I was lucky enough to be sworn in to the Florida Bar in a private ceremony by a judge with strong connections to the Klausner family. He was excited to see me started and encouraged me to appear at that courthouse on business frequently. It’s a new building, he noted, modern and wheelchair accessible, with everything I would need. But he was only partially right. Yes, the courtrooms had no steps, there were ramps everywhere, the building had elevators and you could remove any chair to have me sit there, be it the counsel’s table or the witness stand.  But trying a case out of a wheelchair creates a number of other complications. In the courtroom what matters is not only what you say, but how you say it and how you present it. In law school I’ve taken a class on trial practice and a large chunk of our time was spent discussing where and how to stand, how to move with confidence and what to do with a podium. You put it in a different place during direct examination and somewhere else during cross. Sometime it’s best to move around during questioning, sometimes it’s better to stay still. It’s not just distracting theatrics- you want to convey to jurors that you’re skilled  and able and you know what you’re doing. Presentation is key and people tend to jump to conclusions- so you want to put your best foot forward. When I was presenting in that courtroom a few years ago, they had no podium I could use at the height of the wheelchair. That essential tool that lawyers read from, lean against for a boost of confidence or move around the room was missing. I was uncovered, there was nothing but me sitting in a wheelchair for the jurors to see. There was no place for me to even put my papers down. And not having any workable solution in place stressed me out even further. We are used to reading the body  language of people when they stand or walk. What they do with their arms, position their body, cross their legs. Those signals are obviously obscured when you’re in a wheelchair and you have to use your arms to wheel yourself around. And a lot of those jurors will take their assumptions and prejudice to the courtroom with them. Happens to anyone, even to judges.

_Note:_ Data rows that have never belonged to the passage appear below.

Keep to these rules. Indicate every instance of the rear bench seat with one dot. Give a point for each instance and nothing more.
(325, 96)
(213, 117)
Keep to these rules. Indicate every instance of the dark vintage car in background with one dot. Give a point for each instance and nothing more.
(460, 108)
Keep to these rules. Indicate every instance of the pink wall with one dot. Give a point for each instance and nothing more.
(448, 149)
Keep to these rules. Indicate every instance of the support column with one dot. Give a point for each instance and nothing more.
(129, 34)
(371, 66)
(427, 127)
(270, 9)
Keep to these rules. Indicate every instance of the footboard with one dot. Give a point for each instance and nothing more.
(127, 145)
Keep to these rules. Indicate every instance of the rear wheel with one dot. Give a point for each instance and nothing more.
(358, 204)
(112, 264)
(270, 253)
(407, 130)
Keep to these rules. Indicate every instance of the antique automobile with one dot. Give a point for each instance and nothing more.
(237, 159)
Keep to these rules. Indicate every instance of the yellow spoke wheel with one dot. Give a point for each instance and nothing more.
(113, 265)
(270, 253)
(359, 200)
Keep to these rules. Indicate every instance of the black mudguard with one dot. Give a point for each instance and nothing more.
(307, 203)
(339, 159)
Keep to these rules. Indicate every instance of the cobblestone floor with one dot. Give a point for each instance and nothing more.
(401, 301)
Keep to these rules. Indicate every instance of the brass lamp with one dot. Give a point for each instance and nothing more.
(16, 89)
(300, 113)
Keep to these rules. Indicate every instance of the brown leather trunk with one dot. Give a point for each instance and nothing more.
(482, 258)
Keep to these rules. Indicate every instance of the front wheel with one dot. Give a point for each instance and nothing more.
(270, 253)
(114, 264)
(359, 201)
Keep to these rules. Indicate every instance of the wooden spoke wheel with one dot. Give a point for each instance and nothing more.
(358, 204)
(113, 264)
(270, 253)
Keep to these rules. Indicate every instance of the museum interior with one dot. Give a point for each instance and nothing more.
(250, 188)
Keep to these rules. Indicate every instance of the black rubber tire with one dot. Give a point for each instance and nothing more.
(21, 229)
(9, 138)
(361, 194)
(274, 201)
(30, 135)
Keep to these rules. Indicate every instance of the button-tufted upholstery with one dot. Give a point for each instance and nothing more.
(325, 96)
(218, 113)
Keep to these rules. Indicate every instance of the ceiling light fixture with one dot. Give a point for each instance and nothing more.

During my class presentation I was marked down for not wearing a tie. Judge thought I was unprofessional or disrespectful . I couldn’t wear one because my neck is too large for my shirt size to comfortably button them all the way up. With the last one undone it doesn’t look much better with the loosen tie. But the reason doesn’t matter. What mattered was the judge analyzed and assumed things just by looking at me based on his experience. I’m actually grateful for this because it made me think about what people think and how I come across . Those are the instances we know of. There must be other situations I’m judged and I don’t even know. And then I’m slowed down by carpets in the courtroom. Think about it, I need to be quick and elegant when I come up to the judges table, to the stand and the podium, but my wheels are sinking in the floor. But I’ve noticed there’s one instance where I have the upper hand and it doesn’t matter. When I’m presenting about disability issues, because it appears like I speak from experience, like I embody the case.